The Dead Tongues Combine Old-Time Influences With Modern Grit In 'Montana'

Mar 4, 2016

For Asheville musician Ryan Gustafson, The Dead Tongues is a "musical and writing practice." That can mean bringing a group of kindred souls with him to perform on stage, or channeling his folk-rock songs as a solo artist with a handful of stringed instruments. In his new album, Montana, Gustafson polishes The Dead Tongue's mosaic of folk influences.

For years, Gustafson resided in Durham, but now calls Asheville home. He regularly returns to the Triangle to collaborate and perform with friends like Phil Cook and Mandolin Orange's Andrew Marlin and Emily Frantz, but said his new home has allowed him to explore his craft with more depth.

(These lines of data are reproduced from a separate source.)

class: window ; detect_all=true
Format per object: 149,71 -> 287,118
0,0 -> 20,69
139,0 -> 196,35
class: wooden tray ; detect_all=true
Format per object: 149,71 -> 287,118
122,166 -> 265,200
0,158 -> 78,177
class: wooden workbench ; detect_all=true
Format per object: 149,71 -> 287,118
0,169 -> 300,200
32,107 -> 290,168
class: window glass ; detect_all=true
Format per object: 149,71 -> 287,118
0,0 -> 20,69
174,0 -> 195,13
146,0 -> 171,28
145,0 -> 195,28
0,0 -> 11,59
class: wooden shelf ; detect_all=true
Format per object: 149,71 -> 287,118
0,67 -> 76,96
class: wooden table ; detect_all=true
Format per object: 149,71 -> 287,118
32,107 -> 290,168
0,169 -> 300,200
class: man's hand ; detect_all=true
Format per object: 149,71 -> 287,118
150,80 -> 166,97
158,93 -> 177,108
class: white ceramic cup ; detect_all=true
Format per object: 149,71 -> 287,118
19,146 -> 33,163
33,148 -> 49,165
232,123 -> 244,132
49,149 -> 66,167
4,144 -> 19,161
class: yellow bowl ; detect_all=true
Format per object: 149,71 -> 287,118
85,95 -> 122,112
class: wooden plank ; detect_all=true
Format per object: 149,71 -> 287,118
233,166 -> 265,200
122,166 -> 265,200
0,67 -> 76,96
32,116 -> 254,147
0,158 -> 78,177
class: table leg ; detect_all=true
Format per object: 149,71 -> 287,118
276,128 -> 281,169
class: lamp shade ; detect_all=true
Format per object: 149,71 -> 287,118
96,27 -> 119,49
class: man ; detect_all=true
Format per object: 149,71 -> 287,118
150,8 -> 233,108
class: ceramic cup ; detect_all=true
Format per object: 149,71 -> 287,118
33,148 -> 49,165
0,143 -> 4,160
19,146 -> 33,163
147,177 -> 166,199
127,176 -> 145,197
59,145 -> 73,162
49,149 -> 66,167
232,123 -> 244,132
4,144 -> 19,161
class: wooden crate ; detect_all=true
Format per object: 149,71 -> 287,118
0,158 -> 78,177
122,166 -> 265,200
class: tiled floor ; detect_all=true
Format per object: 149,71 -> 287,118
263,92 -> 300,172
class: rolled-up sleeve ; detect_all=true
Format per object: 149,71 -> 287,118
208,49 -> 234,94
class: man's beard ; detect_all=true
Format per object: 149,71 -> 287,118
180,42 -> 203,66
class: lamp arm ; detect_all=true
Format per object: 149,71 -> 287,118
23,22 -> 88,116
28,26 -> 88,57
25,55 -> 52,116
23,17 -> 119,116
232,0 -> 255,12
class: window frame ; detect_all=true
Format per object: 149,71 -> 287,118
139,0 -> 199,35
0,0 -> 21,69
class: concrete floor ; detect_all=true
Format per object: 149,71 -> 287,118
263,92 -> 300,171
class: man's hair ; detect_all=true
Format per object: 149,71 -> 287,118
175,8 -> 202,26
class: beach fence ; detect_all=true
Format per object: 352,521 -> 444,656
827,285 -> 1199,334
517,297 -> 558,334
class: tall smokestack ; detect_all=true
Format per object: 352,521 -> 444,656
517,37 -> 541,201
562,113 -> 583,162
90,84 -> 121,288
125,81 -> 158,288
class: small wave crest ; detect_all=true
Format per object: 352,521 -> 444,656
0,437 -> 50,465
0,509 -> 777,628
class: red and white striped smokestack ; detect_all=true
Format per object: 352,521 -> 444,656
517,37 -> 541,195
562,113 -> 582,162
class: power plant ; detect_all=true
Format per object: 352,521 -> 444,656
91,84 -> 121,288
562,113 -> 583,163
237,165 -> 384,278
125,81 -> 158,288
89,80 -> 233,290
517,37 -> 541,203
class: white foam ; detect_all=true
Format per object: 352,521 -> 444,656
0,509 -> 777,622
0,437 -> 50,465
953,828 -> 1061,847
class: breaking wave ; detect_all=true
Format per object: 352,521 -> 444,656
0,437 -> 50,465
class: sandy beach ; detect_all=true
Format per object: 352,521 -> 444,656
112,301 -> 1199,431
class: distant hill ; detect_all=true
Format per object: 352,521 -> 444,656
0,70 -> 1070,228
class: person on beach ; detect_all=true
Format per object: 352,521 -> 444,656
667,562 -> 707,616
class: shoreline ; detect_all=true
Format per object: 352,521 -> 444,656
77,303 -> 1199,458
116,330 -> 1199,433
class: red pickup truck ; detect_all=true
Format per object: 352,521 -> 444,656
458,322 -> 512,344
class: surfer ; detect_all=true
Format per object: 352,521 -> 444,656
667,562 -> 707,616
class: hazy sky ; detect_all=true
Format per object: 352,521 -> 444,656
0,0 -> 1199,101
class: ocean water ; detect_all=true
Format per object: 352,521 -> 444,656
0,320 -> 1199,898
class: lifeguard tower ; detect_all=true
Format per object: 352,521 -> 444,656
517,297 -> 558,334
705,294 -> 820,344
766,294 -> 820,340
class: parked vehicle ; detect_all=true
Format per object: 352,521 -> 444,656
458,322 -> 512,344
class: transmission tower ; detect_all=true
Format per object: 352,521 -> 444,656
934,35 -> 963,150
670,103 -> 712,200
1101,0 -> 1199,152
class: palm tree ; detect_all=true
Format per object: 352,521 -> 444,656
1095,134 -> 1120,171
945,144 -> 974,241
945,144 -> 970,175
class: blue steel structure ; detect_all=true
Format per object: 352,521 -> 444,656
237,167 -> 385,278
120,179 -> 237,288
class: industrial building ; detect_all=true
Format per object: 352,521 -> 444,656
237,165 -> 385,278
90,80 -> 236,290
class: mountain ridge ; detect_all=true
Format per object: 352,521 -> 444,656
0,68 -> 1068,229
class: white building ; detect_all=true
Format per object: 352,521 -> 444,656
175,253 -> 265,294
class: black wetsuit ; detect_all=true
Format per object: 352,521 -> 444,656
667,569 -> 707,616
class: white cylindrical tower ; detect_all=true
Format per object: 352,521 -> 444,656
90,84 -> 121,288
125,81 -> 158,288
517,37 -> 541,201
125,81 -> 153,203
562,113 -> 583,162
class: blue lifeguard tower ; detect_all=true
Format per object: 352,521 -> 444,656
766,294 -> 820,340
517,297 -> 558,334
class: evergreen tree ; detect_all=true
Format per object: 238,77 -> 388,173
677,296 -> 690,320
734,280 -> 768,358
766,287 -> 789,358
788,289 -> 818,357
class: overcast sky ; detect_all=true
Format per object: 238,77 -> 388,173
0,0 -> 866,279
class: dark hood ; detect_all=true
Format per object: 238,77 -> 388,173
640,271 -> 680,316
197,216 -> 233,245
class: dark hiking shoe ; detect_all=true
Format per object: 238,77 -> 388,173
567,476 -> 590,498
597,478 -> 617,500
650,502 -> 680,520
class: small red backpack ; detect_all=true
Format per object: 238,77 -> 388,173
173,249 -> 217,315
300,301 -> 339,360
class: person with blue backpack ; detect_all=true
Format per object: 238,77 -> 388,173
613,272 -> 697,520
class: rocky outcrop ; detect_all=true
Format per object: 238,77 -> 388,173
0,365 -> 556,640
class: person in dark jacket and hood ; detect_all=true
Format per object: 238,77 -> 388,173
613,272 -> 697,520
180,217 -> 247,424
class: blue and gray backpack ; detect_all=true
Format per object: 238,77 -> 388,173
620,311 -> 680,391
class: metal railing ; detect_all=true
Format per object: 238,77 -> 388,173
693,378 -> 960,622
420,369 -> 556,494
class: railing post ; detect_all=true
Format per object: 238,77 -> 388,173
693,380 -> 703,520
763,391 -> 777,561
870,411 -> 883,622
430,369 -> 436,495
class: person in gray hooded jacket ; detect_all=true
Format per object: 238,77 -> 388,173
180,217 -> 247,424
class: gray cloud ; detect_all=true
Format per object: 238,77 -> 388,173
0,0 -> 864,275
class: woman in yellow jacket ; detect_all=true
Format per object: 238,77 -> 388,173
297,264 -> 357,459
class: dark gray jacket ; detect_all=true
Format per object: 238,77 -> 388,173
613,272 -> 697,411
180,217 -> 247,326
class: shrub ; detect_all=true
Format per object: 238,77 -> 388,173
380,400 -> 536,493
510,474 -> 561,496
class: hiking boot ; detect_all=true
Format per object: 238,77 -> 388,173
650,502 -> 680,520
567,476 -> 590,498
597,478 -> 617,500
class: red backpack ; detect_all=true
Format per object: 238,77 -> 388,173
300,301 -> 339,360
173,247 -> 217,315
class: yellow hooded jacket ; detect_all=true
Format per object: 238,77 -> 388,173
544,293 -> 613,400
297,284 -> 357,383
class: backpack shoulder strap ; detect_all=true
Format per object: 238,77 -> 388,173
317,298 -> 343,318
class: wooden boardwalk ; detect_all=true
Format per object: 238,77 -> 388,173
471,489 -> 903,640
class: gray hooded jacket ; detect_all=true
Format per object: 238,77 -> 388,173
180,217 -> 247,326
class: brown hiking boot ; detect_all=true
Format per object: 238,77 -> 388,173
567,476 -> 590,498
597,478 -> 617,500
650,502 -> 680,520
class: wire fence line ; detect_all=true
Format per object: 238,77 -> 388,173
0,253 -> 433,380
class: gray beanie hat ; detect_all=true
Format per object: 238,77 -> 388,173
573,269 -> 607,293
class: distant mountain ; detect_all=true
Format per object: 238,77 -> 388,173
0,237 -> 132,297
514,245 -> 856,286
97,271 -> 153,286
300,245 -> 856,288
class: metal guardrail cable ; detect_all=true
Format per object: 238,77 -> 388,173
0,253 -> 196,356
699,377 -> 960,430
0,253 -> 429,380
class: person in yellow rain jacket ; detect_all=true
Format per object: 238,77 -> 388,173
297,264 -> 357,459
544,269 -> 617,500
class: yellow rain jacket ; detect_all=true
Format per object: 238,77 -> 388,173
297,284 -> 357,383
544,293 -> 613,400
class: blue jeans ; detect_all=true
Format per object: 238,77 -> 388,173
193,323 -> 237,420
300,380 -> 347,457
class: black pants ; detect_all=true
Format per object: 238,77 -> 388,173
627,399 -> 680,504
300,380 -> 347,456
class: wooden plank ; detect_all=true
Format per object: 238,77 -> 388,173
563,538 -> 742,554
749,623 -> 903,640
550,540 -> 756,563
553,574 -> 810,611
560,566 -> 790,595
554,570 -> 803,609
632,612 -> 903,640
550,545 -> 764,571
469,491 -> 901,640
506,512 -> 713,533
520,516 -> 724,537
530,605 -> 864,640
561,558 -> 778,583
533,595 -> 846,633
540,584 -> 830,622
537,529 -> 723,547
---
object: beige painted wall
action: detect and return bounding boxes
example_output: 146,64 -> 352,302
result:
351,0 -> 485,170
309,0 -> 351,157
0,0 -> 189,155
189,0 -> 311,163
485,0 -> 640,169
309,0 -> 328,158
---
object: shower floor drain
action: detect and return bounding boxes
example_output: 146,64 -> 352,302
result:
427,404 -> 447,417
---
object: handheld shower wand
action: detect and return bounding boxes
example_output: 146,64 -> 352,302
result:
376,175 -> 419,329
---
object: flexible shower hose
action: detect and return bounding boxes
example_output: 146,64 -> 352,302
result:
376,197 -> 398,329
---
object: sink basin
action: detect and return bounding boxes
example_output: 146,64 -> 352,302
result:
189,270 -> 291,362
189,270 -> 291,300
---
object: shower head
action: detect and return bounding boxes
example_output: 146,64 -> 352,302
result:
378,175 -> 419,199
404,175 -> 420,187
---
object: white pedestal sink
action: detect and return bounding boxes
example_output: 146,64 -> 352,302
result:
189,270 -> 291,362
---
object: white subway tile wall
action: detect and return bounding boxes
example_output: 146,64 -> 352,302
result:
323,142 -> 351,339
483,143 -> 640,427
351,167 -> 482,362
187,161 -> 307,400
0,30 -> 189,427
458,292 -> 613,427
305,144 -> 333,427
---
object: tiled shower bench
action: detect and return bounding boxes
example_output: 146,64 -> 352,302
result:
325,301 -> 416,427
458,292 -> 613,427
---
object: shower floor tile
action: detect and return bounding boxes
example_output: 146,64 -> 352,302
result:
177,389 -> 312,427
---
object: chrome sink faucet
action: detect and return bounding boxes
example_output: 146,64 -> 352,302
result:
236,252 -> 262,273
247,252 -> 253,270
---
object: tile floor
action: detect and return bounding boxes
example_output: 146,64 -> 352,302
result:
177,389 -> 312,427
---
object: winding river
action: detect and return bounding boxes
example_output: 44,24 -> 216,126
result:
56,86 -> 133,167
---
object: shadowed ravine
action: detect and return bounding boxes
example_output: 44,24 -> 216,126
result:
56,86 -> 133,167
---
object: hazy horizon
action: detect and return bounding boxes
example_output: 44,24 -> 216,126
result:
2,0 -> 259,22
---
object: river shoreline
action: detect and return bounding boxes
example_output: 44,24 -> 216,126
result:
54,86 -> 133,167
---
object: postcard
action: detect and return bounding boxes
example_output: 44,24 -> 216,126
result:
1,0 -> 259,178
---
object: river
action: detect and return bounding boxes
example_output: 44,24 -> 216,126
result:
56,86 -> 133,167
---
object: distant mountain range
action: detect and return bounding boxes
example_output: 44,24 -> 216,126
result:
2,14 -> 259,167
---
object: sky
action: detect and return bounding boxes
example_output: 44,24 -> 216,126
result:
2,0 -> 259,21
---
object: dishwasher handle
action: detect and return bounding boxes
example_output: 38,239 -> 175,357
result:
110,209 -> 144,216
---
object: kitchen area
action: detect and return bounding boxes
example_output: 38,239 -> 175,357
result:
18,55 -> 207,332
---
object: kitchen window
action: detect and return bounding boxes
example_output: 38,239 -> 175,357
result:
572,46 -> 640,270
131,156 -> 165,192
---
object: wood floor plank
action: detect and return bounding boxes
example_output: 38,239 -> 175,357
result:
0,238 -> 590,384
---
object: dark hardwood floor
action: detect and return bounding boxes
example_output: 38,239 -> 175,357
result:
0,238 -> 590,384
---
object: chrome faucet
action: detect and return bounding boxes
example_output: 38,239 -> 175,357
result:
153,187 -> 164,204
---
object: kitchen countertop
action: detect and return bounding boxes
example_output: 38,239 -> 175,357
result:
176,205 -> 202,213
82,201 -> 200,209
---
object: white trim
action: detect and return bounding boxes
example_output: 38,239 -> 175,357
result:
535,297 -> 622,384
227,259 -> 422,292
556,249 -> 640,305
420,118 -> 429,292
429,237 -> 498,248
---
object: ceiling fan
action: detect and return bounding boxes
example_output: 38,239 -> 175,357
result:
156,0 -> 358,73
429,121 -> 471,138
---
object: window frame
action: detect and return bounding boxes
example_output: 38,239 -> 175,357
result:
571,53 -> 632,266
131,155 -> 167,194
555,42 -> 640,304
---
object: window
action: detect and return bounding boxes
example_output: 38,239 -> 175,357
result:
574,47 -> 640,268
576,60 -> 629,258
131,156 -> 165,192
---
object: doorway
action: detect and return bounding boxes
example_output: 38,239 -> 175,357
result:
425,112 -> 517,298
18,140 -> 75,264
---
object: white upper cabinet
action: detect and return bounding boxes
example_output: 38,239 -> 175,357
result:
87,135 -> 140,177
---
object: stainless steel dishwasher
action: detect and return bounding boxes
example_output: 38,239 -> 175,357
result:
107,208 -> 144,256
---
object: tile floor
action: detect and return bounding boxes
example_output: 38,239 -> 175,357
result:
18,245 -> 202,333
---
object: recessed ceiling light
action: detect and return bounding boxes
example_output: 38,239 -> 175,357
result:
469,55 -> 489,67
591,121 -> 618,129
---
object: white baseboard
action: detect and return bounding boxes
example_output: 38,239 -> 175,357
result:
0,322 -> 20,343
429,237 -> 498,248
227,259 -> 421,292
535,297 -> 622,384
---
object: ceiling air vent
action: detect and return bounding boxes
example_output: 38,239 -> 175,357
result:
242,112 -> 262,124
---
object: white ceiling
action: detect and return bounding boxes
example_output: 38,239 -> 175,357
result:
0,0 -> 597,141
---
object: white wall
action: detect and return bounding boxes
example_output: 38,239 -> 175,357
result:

"I have a little more isolation out here. I don't know as many people so it's a little fresher so I can be more of a homebody because I don't have as much to do," Gustafson said.

Asheville is also a place for Gustafson to cultivate his admiration for nature. He said this is transferred in his songwriting, which can be heard in songs like "Graveyard Fields" about the Pisgah National Forest near Asheville and an area called Black Balsam Knob.

Here's the sylvan music video for the song "Stained Glass Eyes."

"Escaping for me usually means going out in the woods or getting to the beach," he said. "Most of my cynicism in songs will be taken from our culture, but most of when I see something that's beautiful or pure that will be taken from nature."

The Dead Tongues perform an album release show at Cat's Cradle in Carrboro Friday, March 4 at 9:00 p.m.